# ZK is not preserved under parallel composition! - Witness Indistinguishability

Referring to an old but very nice paper on Witness Indistinguishability and Witness Hiding (link).

On page 4, in theorem 3.2, the author explained it in three points, but I have few queries.

In point 2: "he sends w to $$\bar V$$, showing that he too knows w"

Why is it required? What value it is adding?

In point 3: "$$\bar P$$ proves his knowledge of w"

But, $$\bar P$$ never had w, then how can it prove?

In next paragraph, he also explains how two parallel executions $$(\bar P_1, \bar V)$$ and $$(\bar P_2, \bar V)$$.

But, since I could not grasp the earlier part, I am having hard time understanding this also.

Can somebody please provide more insight to this?

It is a contrived example to show that zero-knowledge is not preserved in parallel repetitions. By itself, the protocol is zero-knowledge since the only way that $$\bar V$$ can receive the witness $$w$$ from $$\bar P$$ is by proving to it that it does know $$w$$ using the proof system $$(P,V)$$ and with $$\bar V$$ acting as $$P$$. If $$\bar V$$ can't prove knowledge of $$w$$, then $$\bar P$$ proceeds as $$P$$ to prove knowledge of $$w$$ (in zero-knowledge).
The issue that the authors want to highlight occurs when two instances of the scheme are executed in parallel.
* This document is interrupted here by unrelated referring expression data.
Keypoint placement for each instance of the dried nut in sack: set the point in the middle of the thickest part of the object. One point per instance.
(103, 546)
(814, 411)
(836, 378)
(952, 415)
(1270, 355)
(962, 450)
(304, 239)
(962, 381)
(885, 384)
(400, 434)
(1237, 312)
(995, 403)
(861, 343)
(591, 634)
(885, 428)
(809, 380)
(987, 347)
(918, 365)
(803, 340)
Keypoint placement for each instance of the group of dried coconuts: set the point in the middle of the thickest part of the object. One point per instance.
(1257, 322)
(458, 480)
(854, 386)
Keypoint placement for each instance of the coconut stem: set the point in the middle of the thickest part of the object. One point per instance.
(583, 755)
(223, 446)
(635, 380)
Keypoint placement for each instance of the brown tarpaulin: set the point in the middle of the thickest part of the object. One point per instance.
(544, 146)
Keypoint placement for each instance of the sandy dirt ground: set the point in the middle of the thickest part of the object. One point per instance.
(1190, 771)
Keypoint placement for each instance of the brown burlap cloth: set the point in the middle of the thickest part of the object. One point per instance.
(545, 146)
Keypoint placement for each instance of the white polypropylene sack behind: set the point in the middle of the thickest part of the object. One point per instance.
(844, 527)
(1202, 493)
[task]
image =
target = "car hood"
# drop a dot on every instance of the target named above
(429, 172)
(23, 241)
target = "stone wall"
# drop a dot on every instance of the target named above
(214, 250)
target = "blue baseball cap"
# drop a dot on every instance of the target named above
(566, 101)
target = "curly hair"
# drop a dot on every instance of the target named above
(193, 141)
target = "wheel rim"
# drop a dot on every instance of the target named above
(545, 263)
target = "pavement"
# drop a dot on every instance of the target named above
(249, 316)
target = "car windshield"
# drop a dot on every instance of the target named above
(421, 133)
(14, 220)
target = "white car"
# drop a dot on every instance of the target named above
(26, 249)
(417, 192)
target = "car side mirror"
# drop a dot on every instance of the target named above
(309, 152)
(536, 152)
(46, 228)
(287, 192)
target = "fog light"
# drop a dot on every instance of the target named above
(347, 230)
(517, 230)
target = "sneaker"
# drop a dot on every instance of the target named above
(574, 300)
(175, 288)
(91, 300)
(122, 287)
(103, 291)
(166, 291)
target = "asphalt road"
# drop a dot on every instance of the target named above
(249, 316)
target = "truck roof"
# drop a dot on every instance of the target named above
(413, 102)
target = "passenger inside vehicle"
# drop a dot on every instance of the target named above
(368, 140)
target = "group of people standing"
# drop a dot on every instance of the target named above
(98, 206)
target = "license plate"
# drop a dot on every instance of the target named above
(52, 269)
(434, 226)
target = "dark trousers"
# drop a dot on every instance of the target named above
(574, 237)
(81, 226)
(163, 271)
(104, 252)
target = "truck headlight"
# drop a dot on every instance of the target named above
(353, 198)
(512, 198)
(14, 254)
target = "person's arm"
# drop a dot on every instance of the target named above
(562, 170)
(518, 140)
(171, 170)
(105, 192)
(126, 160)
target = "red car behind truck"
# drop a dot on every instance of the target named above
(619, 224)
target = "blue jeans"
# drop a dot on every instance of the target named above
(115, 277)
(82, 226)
In this case, the verifier can send $$0$$ to $$\bar P_1$$ so that $$\bar P_1$$ proves knowledge of $$w$$ to $$\bar V$$. But then $$\bar V$$ can send $$0$$ to $$\bar P_2$$ and prove knowledge of $$w$$ using the proof provided by $$\bar P_1$$. $$\bar P_2$$ will accept the proof and give $$w$$ to $$\bar V$$. In other words, the verifier makes both provers talk to each other.